Sunday, February 27, 2011

Word Picture




Word Picture

Hi, I’m Chiam Robinsky, a Jew from Eastern Europe, who has snuck out of my shtetl for a day to dress-up like an abbot in order to participate in the city’s Carnival. It’s my one day in the year that I can express how I really feel with impunity about those ecclesiastical hypocrites. Life for Jew, even a Torah scholar such as me, is even lower on the social scale than a Christian peasant from the city. But on this day, we all unite in our rebelliousness in making fun of the church and the royalty. As you can see, I’m sticking my tongue out and making a weird face to show self-mockery and disdain for the aristocratic and ecclesiastical order in today’s society.


Analysis: Formalism

Mikhail M. Bakhtin (1895-1975), a literary theorist and dissident Russian during the Stalinist regime of repression and censorship, arguably contributed to the Formalism Literary Theory, which was a “Russian literary movement of the 1920’s and 1930s…emphasized theoretical considerations of FORM as they sought to develop a science of poetics of literature” (Frye 209). His writing on the “carnivalesque—an idea  first introduced in Rabelais and His World (written in the 1930s and 1940s, published 1965)—is Bakhtin’s term for those forms of unofficial culture (the early novel among them) that resist official culture, political oppression, and totalitarian order through laughter, parody, and ‘grotesque realism’”(Leitch 1073).
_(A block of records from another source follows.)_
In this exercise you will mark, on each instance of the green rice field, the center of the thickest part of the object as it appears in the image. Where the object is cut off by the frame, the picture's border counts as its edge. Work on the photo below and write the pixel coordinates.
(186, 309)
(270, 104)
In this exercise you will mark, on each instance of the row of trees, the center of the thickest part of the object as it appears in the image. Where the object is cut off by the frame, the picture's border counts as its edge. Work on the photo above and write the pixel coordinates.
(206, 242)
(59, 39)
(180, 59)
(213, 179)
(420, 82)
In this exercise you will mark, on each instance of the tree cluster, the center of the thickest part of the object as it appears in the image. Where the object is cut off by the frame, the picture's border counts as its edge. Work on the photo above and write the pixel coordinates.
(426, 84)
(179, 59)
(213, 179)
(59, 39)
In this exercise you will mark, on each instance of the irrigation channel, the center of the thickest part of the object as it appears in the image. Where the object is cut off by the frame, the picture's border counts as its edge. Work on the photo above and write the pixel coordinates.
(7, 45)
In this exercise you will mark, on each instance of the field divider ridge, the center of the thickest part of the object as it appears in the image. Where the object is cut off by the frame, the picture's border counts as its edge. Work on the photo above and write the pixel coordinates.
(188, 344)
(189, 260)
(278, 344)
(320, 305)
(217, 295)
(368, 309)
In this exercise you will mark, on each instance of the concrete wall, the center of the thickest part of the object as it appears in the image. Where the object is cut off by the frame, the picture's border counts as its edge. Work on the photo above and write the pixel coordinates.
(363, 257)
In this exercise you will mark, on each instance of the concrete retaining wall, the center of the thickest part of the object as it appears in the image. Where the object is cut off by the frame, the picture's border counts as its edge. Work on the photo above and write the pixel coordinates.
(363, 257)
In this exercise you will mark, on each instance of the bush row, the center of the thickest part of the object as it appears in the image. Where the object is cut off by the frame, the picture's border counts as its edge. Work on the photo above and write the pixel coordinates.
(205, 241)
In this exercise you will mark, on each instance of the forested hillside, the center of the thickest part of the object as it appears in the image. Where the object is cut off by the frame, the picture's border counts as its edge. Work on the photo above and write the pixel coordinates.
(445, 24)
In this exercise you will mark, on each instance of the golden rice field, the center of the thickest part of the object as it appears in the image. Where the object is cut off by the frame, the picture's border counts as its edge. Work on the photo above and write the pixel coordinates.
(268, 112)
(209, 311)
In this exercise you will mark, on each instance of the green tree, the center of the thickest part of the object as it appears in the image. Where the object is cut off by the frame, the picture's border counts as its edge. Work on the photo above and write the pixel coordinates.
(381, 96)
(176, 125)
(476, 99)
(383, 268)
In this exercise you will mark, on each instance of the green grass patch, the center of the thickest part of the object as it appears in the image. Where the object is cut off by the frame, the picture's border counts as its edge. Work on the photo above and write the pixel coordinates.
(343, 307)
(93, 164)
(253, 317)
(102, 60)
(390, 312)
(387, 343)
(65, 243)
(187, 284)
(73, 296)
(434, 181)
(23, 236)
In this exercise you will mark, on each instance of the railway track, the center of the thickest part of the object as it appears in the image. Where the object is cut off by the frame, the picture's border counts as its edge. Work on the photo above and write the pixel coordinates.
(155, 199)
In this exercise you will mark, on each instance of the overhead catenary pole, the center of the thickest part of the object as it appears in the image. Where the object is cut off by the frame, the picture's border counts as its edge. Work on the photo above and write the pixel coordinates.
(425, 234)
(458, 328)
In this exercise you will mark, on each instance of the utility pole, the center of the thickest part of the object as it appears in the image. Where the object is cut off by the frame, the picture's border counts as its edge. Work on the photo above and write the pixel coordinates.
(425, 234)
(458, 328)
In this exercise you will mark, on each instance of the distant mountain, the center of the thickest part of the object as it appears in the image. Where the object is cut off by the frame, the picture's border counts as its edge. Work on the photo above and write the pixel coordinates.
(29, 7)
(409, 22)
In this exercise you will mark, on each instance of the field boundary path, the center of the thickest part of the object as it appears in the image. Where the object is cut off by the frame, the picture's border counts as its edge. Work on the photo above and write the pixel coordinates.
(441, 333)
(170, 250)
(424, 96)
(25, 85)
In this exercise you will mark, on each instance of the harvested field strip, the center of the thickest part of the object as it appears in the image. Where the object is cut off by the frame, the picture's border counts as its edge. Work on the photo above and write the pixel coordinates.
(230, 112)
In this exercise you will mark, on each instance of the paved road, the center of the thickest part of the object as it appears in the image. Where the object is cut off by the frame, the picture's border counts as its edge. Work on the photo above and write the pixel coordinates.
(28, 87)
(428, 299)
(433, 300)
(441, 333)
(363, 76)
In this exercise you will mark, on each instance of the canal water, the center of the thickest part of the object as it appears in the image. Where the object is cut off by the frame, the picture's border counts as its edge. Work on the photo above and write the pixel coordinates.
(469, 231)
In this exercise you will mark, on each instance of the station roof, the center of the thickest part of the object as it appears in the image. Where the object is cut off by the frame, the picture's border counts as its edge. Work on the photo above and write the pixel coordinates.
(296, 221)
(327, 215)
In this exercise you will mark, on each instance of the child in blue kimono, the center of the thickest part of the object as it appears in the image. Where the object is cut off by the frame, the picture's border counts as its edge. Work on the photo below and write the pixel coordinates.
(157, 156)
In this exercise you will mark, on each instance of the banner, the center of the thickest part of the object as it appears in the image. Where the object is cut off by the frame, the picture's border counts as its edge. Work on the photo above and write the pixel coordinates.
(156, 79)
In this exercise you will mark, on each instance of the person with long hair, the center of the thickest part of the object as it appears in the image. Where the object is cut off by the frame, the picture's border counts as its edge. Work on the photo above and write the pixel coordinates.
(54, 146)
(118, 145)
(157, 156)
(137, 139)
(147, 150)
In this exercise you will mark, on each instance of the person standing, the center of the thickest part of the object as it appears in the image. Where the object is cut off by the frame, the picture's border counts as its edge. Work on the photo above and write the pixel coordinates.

Bakhtin’s  research and dissertation of Rabelias’s discourse on carnival intrigued him because he evidently related its lack of Rabelias’s carnivalesque laughter to his modern day Russia.
            Anatoly Lunacharsky, a Russian critic “who presided over the foundation of Soviet culture, the Commissar of Enlightenment … basic argument that carnival was a kind of safety valve for passions the common people might otherwise direct to revolution” coincided with Bakhtin’s premise, who was writing his dissertation at the time (Bakhtin Michail Prologue xviii). Bakhtin was keenly aware of the intolerance the Stalinist regime held for political satire and parody so he tried to do a balancing act when the censors questioned him. The Introduction of Rabelais and His World states that “all were considered equal during carnival” (10). Furthermore, it “is the laughter of all the people. Second, it is universal in Scope; it is directed at all and everyone, including the carnival’s participants. Third, this laughter is ambivalent: It is gay, triumphant, and at the same time mocking, deriding” (11, 12). Bakhtin’s interpretation of the carnival relates to Victor Shklovsky’s—another Russian formalist (1893-1984)—salient points in his discourse on “Art as Technique.”
            For example, the pantomime of the carnival correlates with the “defamiliarization” technique that Shklovsky describes as making “the familiar seem strange by not naming the familiar object. He [Leo Tolstoy] describes an object as if he were seeing it for the first time, an event as if it were happening for the first time. In describing something, he avoids the accepted names of its parts and instead names corresponding parts of the object” (Shklovsky Online 2). The dress, costume, and pantomime of these carnival participants conveyed hilarious satire and parody without declarative sentences, of their political, aristocratic, and ecclesiastical targets. On a typical carnival day, one would probably see heteroglassia—Bakhtin’s term for speaking differently to different people—at work, depending who the performer’s audience is at that specific instance. Thus Bakhtin tries to revitalize and infuse the carnivalesque freedom into intellectual formalist theory and Russian literary life, and furthermore, we see the incorporation of Shklovsky’s defamiliarization technique reflected in these carnivals during the Middle Ages/Early Renaissance periods in Europe as well.

Work Cited

Bakhtin, Mikail. Rabelias and His World. Trans. Helene Iswolsky. Bloomington: Indiana      
University Press, 1984. Print

Frye, Northrop, et al. Ed. The Harper Handbook to Literature. New York: Longman, 1997. Print

Kuiper, Kathleen. Ed. Merriam Webster’s Encyclopedia of Literature. Springfield, Mass.: 
Merriam-Webster, Incorporated, 1995. Print

Leitch, Vincent B. Ed. The Norton Anthology of Theory and Criticism. 2nd ed. New York: W.W.